Delapan

4.2K 163 3
                                    

Untuk kesekian kalinya, Rara menghembuskan napas membuang semua kerisauannya bersama hembusan angin.

Dengan lesuh Rara meletakkan kepalanya asal ke meja sekolahnya tanpa berpaling dari layar ponsel yang sedang eror, menunggu waktu bisa membuka kembali kuncinya. Sudah tiga hari Rara mencobanya, ia sudah mencapai bulan Maret tanggal tujuh, namun tak ada satupun angka yang berhasil membuka kuncinya.

"Ra..."

"Apvah?" balas Rara lesuh.

"Kamu akhir-akhir ini aneh!!!" tirtah Aida seraya melirik Rara miris.

"Hmmm.... Gimana kencanmu dengan Kwang Min?"

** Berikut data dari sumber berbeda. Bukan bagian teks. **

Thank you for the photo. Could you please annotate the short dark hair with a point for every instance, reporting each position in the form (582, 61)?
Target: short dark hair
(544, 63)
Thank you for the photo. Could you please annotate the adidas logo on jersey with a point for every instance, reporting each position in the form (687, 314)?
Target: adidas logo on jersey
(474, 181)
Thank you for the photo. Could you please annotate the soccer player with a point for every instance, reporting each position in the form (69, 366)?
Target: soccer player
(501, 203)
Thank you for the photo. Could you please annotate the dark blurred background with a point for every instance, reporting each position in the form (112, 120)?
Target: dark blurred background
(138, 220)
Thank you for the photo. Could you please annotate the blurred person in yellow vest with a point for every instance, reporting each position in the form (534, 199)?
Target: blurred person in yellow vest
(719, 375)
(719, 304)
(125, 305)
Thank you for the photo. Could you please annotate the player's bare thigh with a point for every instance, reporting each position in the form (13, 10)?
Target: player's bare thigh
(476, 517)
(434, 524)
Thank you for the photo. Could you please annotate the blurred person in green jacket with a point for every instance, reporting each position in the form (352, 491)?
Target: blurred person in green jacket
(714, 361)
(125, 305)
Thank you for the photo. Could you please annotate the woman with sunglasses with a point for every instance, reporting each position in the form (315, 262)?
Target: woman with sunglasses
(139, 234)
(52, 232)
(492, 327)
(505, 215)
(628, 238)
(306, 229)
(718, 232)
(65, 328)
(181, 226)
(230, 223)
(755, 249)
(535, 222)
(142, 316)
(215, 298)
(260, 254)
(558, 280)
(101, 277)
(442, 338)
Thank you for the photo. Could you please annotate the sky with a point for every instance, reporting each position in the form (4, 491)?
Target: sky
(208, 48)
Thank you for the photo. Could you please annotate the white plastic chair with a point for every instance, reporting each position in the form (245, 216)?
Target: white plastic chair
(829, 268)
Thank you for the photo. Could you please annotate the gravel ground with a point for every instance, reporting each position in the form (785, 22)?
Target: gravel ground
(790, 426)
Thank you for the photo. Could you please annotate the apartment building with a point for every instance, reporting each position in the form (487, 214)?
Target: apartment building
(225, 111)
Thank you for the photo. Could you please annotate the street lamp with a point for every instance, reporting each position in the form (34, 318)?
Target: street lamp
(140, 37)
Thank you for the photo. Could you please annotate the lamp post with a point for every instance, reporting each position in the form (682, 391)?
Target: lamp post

"Kwang Min?" Aida mengerutkan kening heran.

"Waktu pensi kau dan Kwang Min kan sedang berkencan."

"Oh itu, menurutmu Kwang Min seperti apa?"

"Dia sama menyebalkannya seperti Willy," Rara menatap serius Aida, "Bagaimana? Kau tidak menjawab pertanyaanku tadi."

"Seru! Sangat seru, hehehe..."

Suasana kembali hening
Rara menelungkupkan wajahnya di meja. Hari ini ia sangat bad mood.

"Tumbenan kamu gak antusias soal Raka," Aida memulai obrolan lagi.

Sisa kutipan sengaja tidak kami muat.